La roche fait de nouveau place à une belle forêt. L'orage gronde et une pluie de grêle nous surprend mais pas longtemps. Mounicou, village de montagne au schiste austère qui me rappelle les Cévennes. Encore seuls ce soir au gîte; Mme Lambique nous a gentiment fait nos courses et nous offre confiture, fruits et deux gros palmiers pour le dessert. Quelle générosité !
Le temps se gâte rapidement et l'orage forcit, brume et brouillard viennent envelopper le village.
(Mounicou)
Mercredi matin, temps maussade mais il ne pleut pas; brouillard mais pas de pluie. A Marc, un apiculteur a creusé une sculpture en forme d'ours pour y abriter une ruche; l'arrière est transparent et nous laisse entendre et voir les milliers d'abeilles au travail. Elles rentrent et sortent par le nez de l'animal figé.
(l'ours-ruche)
Cinq heures pour atteindre le refuge de Bassiès (1650m). Deux couples croisés dans la montée. Nous marchons pendant quelques kilomètres sur un ancien aqueduc en béton. Nous en profitons pour mesurer notre rythme de marche car il est balisé tous les 100m : un petit peu plus de 5km/h mais sur le plat évidemment. La montée continue dans la forêt puis la montagne apparaît dans un immense chaos granitique. Le refuge nous accueille noyé dans cet univers fantomatique de la montagne brumeuse.
(pont de pierres à l'approche des lacs)
Les prévisions météo sont bonnes. L'endroit est absolument merveilleux avec une succession de lacs dans un grande plaine herbeuse. De partout, l'eau coule en cascade. La vue est partiellement bouchée par l'orage mais si le temps se dégage demain, le spectacle va être saisissant !!!!
(vue du couloir du refuge de Bassiès)
Le brouillard ne s'est pas du tout levé cette nuit mais on pense que là-haut c'est mieux alors on y va. Départ dans le froid et tout l'équipement disponible. Vers 10.00, super !!! Nous sommes au dessus des nuages; on peut se déssaper et faire sécher nos affaires. Dernière grimpette pour atteindre le Pique Rouge de Bassiès à 2676m et un panorama à couper le souffle sur 360°: le Montcalm et le Pique d'Estats au fond (fait en 1993 avec Flo). Les autres ??? trop nombreux pour les nommer. Deux heures pleines à profiter de ce moment unique.
(Pique d'Estats et de Montcalm 3143 et 3077m)

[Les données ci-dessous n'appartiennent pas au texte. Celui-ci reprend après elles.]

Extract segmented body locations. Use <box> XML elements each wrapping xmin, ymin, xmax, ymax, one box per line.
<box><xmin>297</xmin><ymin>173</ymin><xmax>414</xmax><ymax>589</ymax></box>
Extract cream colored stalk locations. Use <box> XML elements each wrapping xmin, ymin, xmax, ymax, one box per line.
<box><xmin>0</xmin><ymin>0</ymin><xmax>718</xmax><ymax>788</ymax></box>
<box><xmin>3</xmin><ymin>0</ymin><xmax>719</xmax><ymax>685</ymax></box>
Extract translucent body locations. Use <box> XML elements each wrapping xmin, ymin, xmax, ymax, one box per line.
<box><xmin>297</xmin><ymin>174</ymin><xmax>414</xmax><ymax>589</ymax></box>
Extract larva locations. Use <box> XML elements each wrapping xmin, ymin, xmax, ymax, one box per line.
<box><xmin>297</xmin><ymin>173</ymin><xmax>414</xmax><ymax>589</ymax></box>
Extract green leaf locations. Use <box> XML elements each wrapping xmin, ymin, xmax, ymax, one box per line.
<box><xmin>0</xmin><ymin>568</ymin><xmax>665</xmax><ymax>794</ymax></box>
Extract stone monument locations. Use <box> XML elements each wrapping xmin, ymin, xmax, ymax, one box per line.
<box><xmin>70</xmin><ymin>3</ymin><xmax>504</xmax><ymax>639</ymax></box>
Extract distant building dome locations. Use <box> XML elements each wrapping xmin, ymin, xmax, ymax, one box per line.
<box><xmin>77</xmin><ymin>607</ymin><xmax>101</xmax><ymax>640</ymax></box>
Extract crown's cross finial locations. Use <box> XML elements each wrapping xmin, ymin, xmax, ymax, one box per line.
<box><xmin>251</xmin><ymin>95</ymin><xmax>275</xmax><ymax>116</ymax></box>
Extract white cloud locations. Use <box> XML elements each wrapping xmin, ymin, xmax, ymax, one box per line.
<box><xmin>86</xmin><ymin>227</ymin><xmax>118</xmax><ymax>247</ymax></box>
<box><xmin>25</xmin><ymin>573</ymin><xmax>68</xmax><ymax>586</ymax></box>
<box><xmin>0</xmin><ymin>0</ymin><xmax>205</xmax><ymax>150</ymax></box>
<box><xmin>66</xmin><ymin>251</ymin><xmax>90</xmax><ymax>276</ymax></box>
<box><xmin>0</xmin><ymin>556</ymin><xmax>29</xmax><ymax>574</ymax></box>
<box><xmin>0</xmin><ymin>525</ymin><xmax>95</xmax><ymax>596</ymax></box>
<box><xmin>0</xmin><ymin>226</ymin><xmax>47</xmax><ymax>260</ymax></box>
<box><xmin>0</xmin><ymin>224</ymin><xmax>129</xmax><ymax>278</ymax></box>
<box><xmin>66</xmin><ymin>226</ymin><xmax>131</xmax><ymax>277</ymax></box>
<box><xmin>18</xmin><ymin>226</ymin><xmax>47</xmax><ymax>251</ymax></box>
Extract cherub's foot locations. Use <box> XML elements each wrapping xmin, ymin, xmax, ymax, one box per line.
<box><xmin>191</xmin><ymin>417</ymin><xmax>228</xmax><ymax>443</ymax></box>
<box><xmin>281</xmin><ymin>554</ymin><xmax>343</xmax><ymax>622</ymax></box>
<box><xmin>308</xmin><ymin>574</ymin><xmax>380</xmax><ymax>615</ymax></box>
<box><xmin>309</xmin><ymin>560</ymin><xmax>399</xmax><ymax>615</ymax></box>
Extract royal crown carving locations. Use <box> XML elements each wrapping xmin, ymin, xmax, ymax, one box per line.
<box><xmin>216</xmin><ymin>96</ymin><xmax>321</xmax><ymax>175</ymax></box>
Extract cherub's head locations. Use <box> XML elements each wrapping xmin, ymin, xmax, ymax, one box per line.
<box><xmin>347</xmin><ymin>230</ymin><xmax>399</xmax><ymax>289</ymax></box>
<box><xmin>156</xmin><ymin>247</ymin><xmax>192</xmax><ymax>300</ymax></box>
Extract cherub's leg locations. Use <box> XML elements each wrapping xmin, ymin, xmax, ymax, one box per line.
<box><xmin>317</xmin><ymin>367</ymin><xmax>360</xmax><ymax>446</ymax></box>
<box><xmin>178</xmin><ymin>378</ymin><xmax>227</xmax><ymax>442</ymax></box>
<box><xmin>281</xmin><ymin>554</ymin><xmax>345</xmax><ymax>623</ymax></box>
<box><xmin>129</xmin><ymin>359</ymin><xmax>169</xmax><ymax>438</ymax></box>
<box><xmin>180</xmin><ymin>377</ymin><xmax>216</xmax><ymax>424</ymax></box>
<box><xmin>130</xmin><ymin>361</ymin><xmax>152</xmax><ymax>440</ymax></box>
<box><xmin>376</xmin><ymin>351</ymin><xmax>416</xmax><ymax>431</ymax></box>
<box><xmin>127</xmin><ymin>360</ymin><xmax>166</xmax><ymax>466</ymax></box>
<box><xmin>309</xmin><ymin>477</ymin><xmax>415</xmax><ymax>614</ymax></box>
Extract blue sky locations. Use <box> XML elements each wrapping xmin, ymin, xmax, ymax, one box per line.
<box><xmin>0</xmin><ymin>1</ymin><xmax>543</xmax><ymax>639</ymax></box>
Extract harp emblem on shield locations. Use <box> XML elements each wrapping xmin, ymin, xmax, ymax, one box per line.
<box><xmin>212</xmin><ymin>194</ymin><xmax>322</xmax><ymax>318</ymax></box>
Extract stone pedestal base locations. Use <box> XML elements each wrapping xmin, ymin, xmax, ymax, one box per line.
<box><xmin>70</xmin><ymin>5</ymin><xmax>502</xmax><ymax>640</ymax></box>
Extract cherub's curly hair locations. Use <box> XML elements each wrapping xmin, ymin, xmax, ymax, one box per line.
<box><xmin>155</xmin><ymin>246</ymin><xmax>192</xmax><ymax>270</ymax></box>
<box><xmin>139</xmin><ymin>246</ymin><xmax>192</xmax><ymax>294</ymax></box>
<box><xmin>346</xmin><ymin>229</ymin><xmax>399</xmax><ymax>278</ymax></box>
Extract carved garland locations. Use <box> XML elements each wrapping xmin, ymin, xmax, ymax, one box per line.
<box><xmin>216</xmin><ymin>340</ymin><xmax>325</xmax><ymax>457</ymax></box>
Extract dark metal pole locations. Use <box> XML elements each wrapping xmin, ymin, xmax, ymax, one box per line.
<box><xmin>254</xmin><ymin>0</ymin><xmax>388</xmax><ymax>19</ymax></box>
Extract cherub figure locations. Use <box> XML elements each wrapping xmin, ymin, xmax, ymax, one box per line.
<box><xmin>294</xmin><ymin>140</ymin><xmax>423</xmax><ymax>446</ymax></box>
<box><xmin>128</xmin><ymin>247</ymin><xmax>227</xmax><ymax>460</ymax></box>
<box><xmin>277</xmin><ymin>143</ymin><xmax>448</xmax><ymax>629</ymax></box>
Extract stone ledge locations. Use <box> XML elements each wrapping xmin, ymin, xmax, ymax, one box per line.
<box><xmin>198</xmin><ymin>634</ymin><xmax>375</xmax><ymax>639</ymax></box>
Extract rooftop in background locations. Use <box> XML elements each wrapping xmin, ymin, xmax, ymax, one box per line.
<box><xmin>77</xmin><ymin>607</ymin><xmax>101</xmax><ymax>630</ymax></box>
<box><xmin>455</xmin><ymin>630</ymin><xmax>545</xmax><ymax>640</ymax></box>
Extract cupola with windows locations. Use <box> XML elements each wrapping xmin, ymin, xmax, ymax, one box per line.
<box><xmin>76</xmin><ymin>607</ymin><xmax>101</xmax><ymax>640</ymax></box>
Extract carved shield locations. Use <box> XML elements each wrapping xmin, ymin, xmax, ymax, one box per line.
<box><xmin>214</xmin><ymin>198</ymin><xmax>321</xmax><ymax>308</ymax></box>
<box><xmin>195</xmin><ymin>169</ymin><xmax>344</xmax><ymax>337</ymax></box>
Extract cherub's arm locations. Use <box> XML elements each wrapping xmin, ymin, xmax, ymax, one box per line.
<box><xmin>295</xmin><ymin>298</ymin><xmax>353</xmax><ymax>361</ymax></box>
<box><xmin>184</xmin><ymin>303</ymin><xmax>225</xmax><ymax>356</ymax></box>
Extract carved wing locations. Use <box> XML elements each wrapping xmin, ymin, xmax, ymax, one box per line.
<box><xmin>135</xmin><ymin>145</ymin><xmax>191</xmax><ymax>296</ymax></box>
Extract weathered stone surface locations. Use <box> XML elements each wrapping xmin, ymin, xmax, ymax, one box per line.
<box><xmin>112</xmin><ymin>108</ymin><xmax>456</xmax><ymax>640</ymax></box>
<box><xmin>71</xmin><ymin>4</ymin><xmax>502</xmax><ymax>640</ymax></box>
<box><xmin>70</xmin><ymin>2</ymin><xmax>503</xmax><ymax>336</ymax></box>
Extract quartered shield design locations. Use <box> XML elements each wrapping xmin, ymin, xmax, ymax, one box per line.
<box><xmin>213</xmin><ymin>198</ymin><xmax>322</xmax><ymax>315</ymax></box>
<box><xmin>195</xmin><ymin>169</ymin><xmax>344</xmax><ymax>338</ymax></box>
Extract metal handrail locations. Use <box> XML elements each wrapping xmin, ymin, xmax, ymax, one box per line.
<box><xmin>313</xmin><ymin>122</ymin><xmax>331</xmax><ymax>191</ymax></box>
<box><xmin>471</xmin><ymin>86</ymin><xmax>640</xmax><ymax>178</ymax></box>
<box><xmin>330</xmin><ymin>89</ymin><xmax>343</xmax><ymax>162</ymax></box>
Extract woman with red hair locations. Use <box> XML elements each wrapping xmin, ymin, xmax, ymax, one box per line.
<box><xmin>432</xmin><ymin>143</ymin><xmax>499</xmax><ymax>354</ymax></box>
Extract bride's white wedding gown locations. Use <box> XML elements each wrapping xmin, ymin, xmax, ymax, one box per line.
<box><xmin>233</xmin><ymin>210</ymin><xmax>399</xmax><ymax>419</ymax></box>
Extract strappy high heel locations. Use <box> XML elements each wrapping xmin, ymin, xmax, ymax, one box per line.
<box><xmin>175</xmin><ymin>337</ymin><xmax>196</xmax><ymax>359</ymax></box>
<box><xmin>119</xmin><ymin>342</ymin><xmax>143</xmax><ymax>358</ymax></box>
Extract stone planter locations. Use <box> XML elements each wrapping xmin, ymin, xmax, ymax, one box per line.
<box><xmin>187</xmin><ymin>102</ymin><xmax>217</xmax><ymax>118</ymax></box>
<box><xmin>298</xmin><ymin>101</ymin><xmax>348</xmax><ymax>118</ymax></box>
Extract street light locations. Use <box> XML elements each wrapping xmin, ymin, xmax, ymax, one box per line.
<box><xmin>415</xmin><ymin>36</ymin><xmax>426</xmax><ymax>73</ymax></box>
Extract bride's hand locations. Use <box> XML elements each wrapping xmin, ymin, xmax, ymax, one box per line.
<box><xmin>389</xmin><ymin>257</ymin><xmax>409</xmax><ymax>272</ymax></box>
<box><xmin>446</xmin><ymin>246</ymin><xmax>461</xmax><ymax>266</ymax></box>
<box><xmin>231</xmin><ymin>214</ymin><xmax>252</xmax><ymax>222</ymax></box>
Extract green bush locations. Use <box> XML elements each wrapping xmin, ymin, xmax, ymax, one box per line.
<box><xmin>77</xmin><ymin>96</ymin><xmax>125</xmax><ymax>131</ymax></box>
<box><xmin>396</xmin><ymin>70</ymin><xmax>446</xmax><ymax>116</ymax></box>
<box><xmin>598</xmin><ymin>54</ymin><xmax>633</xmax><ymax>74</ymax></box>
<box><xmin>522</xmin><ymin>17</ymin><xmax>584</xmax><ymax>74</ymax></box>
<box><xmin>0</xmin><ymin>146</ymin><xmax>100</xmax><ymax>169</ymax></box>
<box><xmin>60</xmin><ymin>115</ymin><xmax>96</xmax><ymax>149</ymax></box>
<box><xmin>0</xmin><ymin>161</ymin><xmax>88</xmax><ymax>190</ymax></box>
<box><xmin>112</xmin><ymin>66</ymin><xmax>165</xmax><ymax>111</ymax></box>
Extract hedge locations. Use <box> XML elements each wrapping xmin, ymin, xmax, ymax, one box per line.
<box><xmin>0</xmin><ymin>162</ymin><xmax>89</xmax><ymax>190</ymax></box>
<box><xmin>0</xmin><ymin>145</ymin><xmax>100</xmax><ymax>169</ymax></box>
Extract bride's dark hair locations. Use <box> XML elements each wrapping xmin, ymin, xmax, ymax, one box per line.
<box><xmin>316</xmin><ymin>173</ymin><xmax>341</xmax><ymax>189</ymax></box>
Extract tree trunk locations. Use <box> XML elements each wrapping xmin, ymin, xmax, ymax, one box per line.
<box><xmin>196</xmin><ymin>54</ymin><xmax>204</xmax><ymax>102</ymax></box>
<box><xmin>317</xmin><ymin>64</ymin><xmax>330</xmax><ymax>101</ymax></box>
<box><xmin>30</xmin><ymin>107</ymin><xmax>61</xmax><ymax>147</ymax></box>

C'est dans ces moments là que toutes les fatigues, les suées, les plaintes et les questions s'effacent d'un seul coup. Se retrouver sur un sommet seuls comme dans un espace immatériel, contempler les sommets, entendre les hirondelles fendre l'air, observer un vautour passer au dessus de nous? Ces moments n'ont pas de prix ou plutôt sont la récompense sublime de l'effort et seuls les gens qui pratiquent la montagne savent de quoi je parle.
Nous redescendons le coeur léger et les batteries rechargées à bloc !!!!!!

( le Pique d'Aumale)
(les étangs de Bassiès sous le soleil)
Vendredi 01/07; dernier jour de marche. Encore un peu de brume au réveil. Un premier col qui surplombe les étangs puis c'est le Port de Salex qui fait la jonction Aulus/Auzat. Vallée pastorale où les sonnailles résonnent de partout accompagnées par les cris des bergers; le vocabulaire est succinct mais se veut efficace. La forme bien spécifique des pentes dessine l'ancienne vallée glaciaire. Au port, nous décidons de grimper le Mont Ceint, petite et dernière bosse à 2088m. A son sommet, une plaque rappelle l'histoire de Jean-Marie, berger sur ce lieu à 14 ans et qui informait les résistants des mouvement allemands. Il y est revenu à 82 ans pour se souvenir.

vue de la vallée du port de Salex
Redescente par une belle arête en arc de cercle, facile à part une petit pas de désescalade. Nous retrouvons le GR10 et 1h 1/2 après, nous sommes à Aulus les Bains, fin de notre rando pyrénéenne de cette année. Nous repartirons donc d'ici en 2012 pour continuer cette traversée.